The report recommends council place restrictions on what kinds of capital projects and when debt such as debentures can be used. Henry says there are some projects where debt financing might make sense. It’s kind of like the City borrowed $20 million against the new library when it already had cash in reserve to pay the cost because interest rates were at or near zero. As it stands the loan will be paid off in the next two years.

In essence, Henry is suggesting some projects, like where development charges and fees are known to be forthcoming but infrastructure work to facilitate those projects is needed now, could be treated in a sense as mortgages. He also recommends policy rules should be adopted so future councils don’t overextend the City.

Doing so would allow the City to stick to its 10 year forecast of capital projects it can fund without borrowing and allow for projects which may appear which advance the community’s interests (i.e. achieves an objective vs. nice to have).

The other report is a proposal to revise policy on reserve fund use.  One change is requiring reserve funds not have negative balances, and if such is approved a plan to refund accompanies authorizations to use funds. This would change past practice which placed some City reserve accounts in negative balance with no firm commitment to replace those funds.

The City has 57 reserve accounts set up for various purposes. Some like the development charge reserve are mandatory and have restrictions imposed by the province on how the money can be spent.

Staff recommend realigning reserves accounts which are not mandatory, by closing some, and amalgamating others into new ones bearing names illustrating their purpose. To be closed are the 2 Hunter Valley Reserve which is not needed because the property has been sold and the Art in Public Places reserve. Of the latter this statement, “This intent of the reserve was to provide funding to beautify the City. However, since then this reserve has not received any contributions and has been in a zero balance for many years…” illustrates how council’s have routinely made gestures to arts in the community, but not followed through.
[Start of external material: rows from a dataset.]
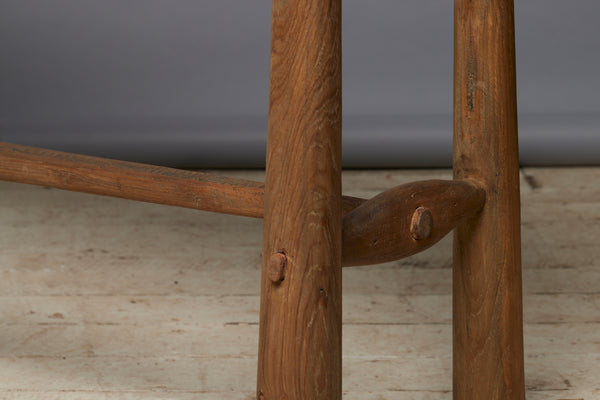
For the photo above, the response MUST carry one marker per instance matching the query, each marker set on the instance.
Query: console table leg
(487, 298)
(301, 293)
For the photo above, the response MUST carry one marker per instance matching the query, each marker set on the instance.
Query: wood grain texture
(487, 298)
(379, 230)
(134, 181)
(300, 339)
(366, 241)
(88, 257)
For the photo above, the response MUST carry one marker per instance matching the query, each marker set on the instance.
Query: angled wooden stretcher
(311, 230)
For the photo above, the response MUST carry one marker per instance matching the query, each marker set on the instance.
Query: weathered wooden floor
(104, 298)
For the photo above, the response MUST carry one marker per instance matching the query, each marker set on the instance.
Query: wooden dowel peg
(407, 219)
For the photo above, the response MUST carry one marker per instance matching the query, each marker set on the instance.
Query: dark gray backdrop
(185, 82)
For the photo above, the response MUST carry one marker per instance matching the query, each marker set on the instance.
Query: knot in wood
(277, 267)
(421, 224)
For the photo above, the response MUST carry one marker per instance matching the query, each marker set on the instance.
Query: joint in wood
(277, 267)
(421, 223)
Despite the documented significant contribution arts makes to the local economy, many people still see it as a frill.

On the same note, Arts/culture reserves, staff recommend 10% of any library annual surplus, if any, be directed to the Tax Rate Stabilization reserve, and the balance to the library general reserve. Past practice has been all surpluses be clawed back to the City. Also in the recommendations is the Leacock Home reserve– along with 11 other reserve accounts – be rolled into a new account called the General Asset Management reserve.

Past practice for year end municipal reserves was to allocate the money to the Tax Rate Stabilization reserve. Staff recommend a change to direct 90% of any surplus to the Asset management reserve and 10% to tax rate stabilization. This reflects staff’s position infrastructure needs are
currently not adequately being met in consideration of council’s long term goals.
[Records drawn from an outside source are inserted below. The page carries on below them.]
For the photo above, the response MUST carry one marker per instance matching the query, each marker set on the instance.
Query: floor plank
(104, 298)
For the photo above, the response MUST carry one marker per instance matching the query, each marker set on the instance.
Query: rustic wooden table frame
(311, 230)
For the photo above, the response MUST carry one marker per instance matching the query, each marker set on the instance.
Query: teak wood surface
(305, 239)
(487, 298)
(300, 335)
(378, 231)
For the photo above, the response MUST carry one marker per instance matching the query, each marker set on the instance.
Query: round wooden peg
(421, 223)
This reorganization staff contends will position the City to better afford asset replacement (most capital projects) as council has adopted in a ten year plan, of which funding for some projects is not accounted for. It will also eliminate many budget committee discussions on what and how to direct money the City receives other than from the tax levy by setting routines (and also the frequent question, “Why do we have this reserve?”).


Councillor Jay Fallis has the only enquiry motion. He’d like a report of what additional studies will be needed to increase the density of employment lands as they relate to ongoing boundary expansion plans

Council meetings are done by video conference and the chamber is closed to the public. The public can watch it live on Youtube.